A master is under a duty to exercise reasonable care so to control his servant while acting outside the scope of his employment as to prevent him from intentionally harming others or from so conducting himself as to create an unreasonable risk of bodily harm to them if,

(a) the servant

(i) is upon the premises in possession of the master or  upon which the servant is privileged to enter only as his servant, or
(ii) is using a chattel of the master, and

(b) the master

(i) knows or has reason to know that he has the ability to control his servant, and
(ii) knows or should know of the necessity and opportunity for exercising such control.

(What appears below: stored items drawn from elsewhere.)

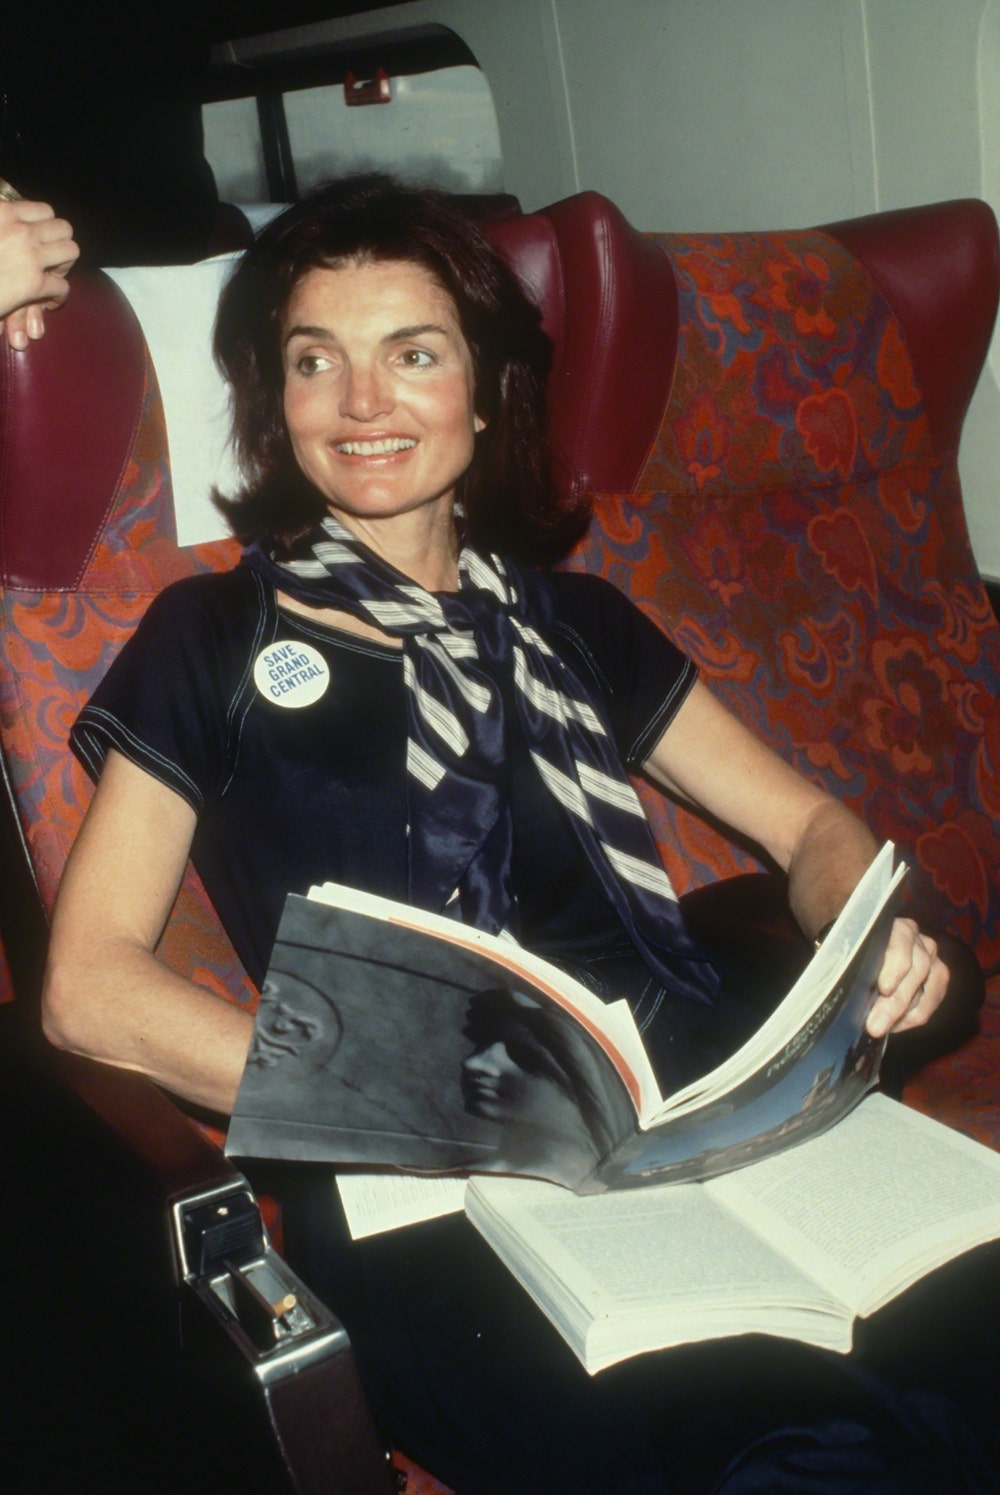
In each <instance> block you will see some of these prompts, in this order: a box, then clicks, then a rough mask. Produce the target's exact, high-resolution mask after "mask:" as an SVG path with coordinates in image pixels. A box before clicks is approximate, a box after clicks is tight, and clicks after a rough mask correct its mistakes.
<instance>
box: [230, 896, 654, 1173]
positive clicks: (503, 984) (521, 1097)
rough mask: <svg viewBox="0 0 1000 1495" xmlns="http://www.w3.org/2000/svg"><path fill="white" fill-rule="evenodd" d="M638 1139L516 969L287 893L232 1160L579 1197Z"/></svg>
mask: <svg viewBox="0 0 1000 1495" xmlns="http://www.w3.org/2000/svg"><path fill="white" fill-rule="evenodd" d="M459 930H460V927H459ZM587 997H589V993H587ZM590 1000H595V999H592V997H590ZM635 1126H637V1118H635V1108H634V1105H632V1102H631V1099H629V1094H628V1090H626V1087H625V1084H623V1081H622V1079H620V1076H619V1073H617V1070H616V1069H614V1066H613V1064H611V1061H610V1058H608V1057H607V1052H605V1048H604V1047H602V1045H601V1044H598V1042H596V1039H595V1038H593V1036H592V1035H590V1032H589V1030H587V1029H586V1027H584V1026H583V1024H581V1023H580V1021H577V1018H575V1017H571V1015H568V1012H567V1011H565V1008H564V1006H561V1005H559V1003H555V1002H553V1000H550V999H549V994H547V991H546V990H543V988H540V987H538V985H537V984H532V982H529V981H528V979H526V978H523V975H522V973H514V972H513V967H511V963H510V960H507V958H502V960H498V958H496V957H495V955H493V954H487V952H486V951H483V949H481V948H477V946H475V945H474V943H472V945H468V946H466V945H465V943H463V942H456V940H444V939H439V937H429V936H428V933H426V931H423V930H419V928H411V927H407V925H404V924H387V922H386V921H384V919H381V918H375V916H372V915H368V913H359V912H357V910H353V909H344V907H335V906H329V904H324V903H318V901H312V900H309V898H302V897H296V896H294V894H293V896H290V897H288V900H287V903H286V910H284V915H283V919H281V925H280V928H278V937H277V940H275V949H274V955H272V961H271V967H269V972H268V979H266V982H265V987H263V991H262V999H260V1008H259V1012H257V1018H256V1023H254V1035H253V1039H251V1047H250V1054H248V1058H247V1066H245V1070H244V1076H242V1081H241V1085H239V1093H238V1096H236V1106H235V1111H233V1117H232V1123H230V1127H229V1136H227V1142H226V1151H227V1153H230V1154H235V1156H242V1157H278V1159H300V1160H314V1162H330V1163H351V1165H354V1163H357V1165H365V1166H368V1168H372V1166H392V1168H405V1169H414V1171H426V1172H468V1171H484V1172H510V1174H531V1175H537V1177H544V1178H553V1180H555V1181H558V1183H562V1184H567V1186H568V1187H577V1186H578V1184H580V1183H581V1180H583V1178H586V1177H587V1175H589V1174H590V1172H592V1171H593V1168H595V1166H596V1163H598V1162H599V1160H601V1159H602V1157H605V1156H607V1154H608V1153H610V1151H611V1150H613V1148H614V1147H616V1145H617V1144H619V1142H620V1141H622V1138H623V1136H626V1135H628V1133H629V1132H631V1130H634V1129H635Z"/></svg>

The Court held that the Company's knowledge of Employee's use of his office computer to view pornographic materials imposed upon it an affirmative "duty to investigate further."  Such an investigation "would have readily uncovered the full scope of Employee's activities" including the use of his office computer to view child pornography.  This is a crime under both Federal and State statutes.  This knowledge, in turn, held the Court, triggered "a duty to report Employee's activities to the proper authorities and to take effective internal action to stop those activities, whether by termination or some less drastic remedy."  The Court held that the imposition of such a duty was consistent both with §317, and prior New Jersey authorities interpreting it in other contexts.  Said the Court:

Restatement … § 317… places upon a master, in this case defendant, the duty to control his servant, here Employee, while the servant is acting outside the scope of his employment, as in the present, case, to prevent the servant from "intentionally harming others or from so conducting himself as to create an unreasonable risk of bodily harm to them."  That type of duty finds support in our case law, DiCosala v. Kay, 91 N.J. 159, 172, 450 A.2d 508 (1982), and we discern no sound reason not to apply it here.

Proximate Cause

The Court declined on the record before it to determine whether the Company's failure to perform this duty proximately caused injury to plaintiff.

To establish such causation, the plaintiff must show both that the Company's failure to act proximately caused Employee's transmission of the three images of her stepdaughter from his office computer, and further, that such transmission caused injury to his stepdaughter.  While the Court determined there was sufficient evidence in the record to present the first question to the trier of fact for determination, it held the record had not yet been adequately developed on the second inquiry.  The Appellate Division accordingly remanded the case to the Trial Court for further consideration.

In reaching this result, the Court rejected the Company's argument that the Employee's right of privacy barred it from investigating his private e-mail communications.  The Court found support for this decision in the Company's e-mail policy, which permitted it to access all e-mails sent over the Company system "as deemed necessary by and in the sole discretion of the [Company]."  It also relied on the open nature of Employee's work space.  Said the Court:

Under those circumstances, we readily conclude that Employee had no legitimate expectation of privacy that would prevent his employer from accessing his computer to determine if he was using it to view adult or child pornography.